HIPPA Authorization Form
I hereby grant Cell Vault, Inc. (“Cell Vault”) access to my protected health information. This includes protected health information which is reasonably related to COVID-19 testing. The purpose of this disclosure is to allow Cell Vault to have the information necessary to provide testing services.
I hereby authorize Cell Vault to disclose my protected health information to the provider performing my collection procedure and to other third party contractors, including laboratories performing the testing. The only protected health information that Cell Vault may disclose to my provider or to such contractors is that which is reasonably related to COVID-19 testing. The purpose of this disclosure is to allow my provider and the relevant contractors to have the information necessary to provide testing services.

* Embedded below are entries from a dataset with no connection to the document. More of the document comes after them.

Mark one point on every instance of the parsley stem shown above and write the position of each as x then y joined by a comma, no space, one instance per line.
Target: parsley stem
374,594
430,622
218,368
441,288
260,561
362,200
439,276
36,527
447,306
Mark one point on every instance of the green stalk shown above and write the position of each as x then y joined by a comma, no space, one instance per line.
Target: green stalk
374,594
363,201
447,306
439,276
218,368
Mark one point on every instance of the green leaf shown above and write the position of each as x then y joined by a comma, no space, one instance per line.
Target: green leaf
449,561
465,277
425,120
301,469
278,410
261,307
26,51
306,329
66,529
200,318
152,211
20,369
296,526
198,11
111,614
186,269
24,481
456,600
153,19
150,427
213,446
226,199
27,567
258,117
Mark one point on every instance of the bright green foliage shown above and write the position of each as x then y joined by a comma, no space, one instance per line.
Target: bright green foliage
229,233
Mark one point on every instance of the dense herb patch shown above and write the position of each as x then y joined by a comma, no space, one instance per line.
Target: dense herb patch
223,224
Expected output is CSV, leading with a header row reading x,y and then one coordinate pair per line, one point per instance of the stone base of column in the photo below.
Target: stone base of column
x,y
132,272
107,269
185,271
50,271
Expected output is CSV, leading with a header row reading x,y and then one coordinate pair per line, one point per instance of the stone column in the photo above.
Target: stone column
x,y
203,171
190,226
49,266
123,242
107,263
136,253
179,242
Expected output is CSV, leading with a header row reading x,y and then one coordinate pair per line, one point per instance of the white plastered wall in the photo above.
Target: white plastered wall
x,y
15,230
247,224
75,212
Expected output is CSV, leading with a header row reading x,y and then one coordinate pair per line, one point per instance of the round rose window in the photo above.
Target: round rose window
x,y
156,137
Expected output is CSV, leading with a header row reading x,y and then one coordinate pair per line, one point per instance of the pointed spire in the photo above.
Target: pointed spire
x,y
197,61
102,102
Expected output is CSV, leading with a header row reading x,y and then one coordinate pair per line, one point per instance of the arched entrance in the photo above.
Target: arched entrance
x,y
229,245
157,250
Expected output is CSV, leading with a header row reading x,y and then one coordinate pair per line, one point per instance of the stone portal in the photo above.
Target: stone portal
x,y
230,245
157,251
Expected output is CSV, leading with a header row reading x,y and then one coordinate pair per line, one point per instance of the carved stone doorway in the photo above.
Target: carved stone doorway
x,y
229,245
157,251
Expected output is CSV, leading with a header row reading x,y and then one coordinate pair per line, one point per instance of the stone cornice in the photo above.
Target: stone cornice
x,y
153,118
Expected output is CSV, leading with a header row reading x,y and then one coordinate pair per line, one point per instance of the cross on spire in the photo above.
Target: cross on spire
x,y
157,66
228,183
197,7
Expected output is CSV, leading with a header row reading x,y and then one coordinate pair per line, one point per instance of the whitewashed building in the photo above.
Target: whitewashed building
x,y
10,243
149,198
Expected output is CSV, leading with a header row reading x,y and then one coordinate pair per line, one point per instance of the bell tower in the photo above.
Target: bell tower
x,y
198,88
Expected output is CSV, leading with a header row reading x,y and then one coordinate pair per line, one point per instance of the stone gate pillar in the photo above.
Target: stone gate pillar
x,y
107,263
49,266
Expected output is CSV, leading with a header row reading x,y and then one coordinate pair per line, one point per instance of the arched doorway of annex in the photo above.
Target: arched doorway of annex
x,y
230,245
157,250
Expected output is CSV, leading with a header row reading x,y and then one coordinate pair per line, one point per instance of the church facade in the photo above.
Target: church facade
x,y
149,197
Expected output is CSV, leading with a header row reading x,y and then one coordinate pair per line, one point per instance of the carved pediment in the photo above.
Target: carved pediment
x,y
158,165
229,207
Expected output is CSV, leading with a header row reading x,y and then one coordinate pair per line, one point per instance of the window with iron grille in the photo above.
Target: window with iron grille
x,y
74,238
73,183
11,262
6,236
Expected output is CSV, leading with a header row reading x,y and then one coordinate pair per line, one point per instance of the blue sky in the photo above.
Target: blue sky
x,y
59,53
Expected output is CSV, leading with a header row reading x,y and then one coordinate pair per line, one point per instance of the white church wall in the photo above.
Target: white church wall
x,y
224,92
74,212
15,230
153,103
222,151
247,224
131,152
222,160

I understand that the information used or disclosed to Cell Vault or my provider may be subject to re-disclosure and may then no longer be protected by federal privacy regulations.
I hereby authorize Cell Vault and its third party contractors to send my COVID-19 test results to me by email. This may include protected health information. The purpose of this disclosure is to ensure access to results.
I may revoke the authorization permitting my provider to disclose my information to Cell Vault by notifying my provider in writing of my desire to revoke it. I may revoke the authorization permitting Cell Vault to disclose my information to my provider by notifying Cell Vault in writing of my desire to revoke it. However, I understand that any action already taken by my provider or Cell Vault in reliance on this authorization cannot be reversed, and my revocation will not affect those actions.
This authorization expires one year after the date of signature below. I acknowledge and agree that Cell Vault and its relevant contractors may retain my protected health information as long as they retain or store any of my samples.
I understand that my authorization is voluntary and I am not required to sign this form. My failure to sign this form will not otherwise affect my medical treatment. However, I further understand that my Cell Vault cannot provide services without this authorization.
I have read and understand the above information. I have received a copy of this form and I am either the patient or am authorized to act on behalf of the patient to sign this document, thus verifying authorization for the use or disclosure of the protected health information under the above stated terms.